To tell you that Rick ends up in prison is no spoiler, but the film stomps on any last lingering hope by having the FBI kick in the Wershes’ front door just as domestic bliss seems right at their fingertips. From a filmmaking standpoint, it’s heart-wrenchingly painful to have familial redemption snatched away in such a manner. Poking in at the same time, though, is the reminder of a child being killed by stray bullets during a gang hit…from guns possibly supplied (indirectly) by Rick’s father. No one is truly innocent here, but it’s the repeated exploitation of Rick by the federal government that ignites fury in the viewer.
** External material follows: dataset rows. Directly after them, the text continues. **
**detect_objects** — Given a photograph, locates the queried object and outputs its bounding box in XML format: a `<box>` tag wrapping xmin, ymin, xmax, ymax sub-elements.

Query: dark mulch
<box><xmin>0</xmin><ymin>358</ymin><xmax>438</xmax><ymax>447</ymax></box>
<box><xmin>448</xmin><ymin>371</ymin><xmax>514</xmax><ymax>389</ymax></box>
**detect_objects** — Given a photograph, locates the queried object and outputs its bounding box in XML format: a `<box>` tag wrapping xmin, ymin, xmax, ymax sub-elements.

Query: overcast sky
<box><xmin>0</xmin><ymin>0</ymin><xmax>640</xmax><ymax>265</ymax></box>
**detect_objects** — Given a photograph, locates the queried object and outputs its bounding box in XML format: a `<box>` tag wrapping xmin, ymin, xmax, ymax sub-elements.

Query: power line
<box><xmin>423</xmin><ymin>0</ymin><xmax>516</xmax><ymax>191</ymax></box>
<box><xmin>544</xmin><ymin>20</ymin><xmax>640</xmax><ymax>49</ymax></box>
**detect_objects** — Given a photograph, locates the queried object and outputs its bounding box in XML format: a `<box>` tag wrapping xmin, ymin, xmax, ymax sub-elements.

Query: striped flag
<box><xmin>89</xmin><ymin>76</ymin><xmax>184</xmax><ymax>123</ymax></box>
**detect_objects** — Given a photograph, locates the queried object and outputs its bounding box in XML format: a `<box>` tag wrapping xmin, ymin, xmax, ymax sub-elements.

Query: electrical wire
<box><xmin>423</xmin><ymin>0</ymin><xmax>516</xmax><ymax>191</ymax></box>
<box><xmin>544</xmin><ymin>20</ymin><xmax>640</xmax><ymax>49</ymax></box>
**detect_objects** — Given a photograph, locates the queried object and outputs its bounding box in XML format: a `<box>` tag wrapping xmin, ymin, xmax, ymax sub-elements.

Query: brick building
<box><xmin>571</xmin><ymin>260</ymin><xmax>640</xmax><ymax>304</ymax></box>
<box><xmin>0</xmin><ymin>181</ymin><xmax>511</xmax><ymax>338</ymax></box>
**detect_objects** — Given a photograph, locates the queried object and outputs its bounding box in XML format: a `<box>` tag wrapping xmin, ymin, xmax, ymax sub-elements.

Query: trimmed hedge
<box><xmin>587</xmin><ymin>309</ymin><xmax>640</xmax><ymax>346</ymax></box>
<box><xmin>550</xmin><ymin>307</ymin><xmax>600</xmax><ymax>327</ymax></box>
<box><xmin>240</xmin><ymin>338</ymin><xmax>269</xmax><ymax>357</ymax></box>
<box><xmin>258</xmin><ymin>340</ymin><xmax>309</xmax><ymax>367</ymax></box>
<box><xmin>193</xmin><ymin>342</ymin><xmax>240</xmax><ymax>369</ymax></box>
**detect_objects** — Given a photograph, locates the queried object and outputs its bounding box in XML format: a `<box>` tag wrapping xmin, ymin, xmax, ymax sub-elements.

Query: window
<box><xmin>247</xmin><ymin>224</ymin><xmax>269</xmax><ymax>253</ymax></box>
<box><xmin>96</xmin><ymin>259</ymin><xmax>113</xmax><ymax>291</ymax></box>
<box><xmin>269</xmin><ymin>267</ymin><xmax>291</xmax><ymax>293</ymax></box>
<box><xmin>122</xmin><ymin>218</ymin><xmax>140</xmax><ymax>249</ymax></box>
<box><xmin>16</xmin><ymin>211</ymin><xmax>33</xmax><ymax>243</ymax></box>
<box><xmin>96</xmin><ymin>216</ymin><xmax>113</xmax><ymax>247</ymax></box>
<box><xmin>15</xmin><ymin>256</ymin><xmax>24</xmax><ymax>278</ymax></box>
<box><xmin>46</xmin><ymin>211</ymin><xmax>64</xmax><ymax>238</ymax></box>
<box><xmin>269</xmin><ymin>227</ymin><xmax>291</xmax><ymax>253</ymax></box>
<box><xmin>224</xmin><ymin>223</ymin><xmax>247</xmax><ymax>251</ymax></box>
Despite having only a few scenes filmed in Detroit, White Boy Rick solidly captures a time and place rife with despair and corruption, yet stubbornly buoyed by family. Rick wins an oversized stuffed animal and is carrying it home as a gift for his sister when he’s first approached by the FBI. Later, his father forcibly carries Dawn out of a crack den and patiently nurses her through withdrawal. Grandma and Grandpa turn a reluctant eye to what’s going on right under their noses while trying to serve up pancakes for breakfast. Whether you want to or not, you’re rooting for this scrappy family to make it, to achieve some measure of the American dream. No, they aren’t perfect, and they don’t claim to be. It’s just when it all goes to hell with the FBI wheeling, dealing, then shrugging and turning away that you realize how badly White Boy Rick was screwed over.
If I have to identify one failing in this movie, it’s the weak caricatures of the FBI agents. Yes, their place in the narrative is clear, but I do feel more could have been done. When one of the agents visits Rick in the hospital after he’s almost killed, she brings him a gift more appropriate to his age than anything else in the movie…yet later she shrugs off Rick Sr.’s anger at her having failed to carry through on her promises to help him. We saw a flicker of humanity in what was otherwise a trope (“the man” screwing over the people who helped close the deal), and it would have been interesting to see if there was any regret or remorse there. Instead the FBI is just The Bad Guys, full stop. Were they grasping at any resources at their disposal during a war on drugs in a city clutched firmly in its grasp? Yes, of course. Did they regret it? Per the movie, we don’t know.
I wholeheartedly recommend this movie. Come in reminding yourself that White Boy Rick is just a movie, and judge it fairly. If the movie moves you to look into the real Rick Wershe, Jr., and what the legal system can do after manipulating a minor, I wholeheartedly recommend you do that as well. Both stories are worthy of investigation, contemplation, and discussion.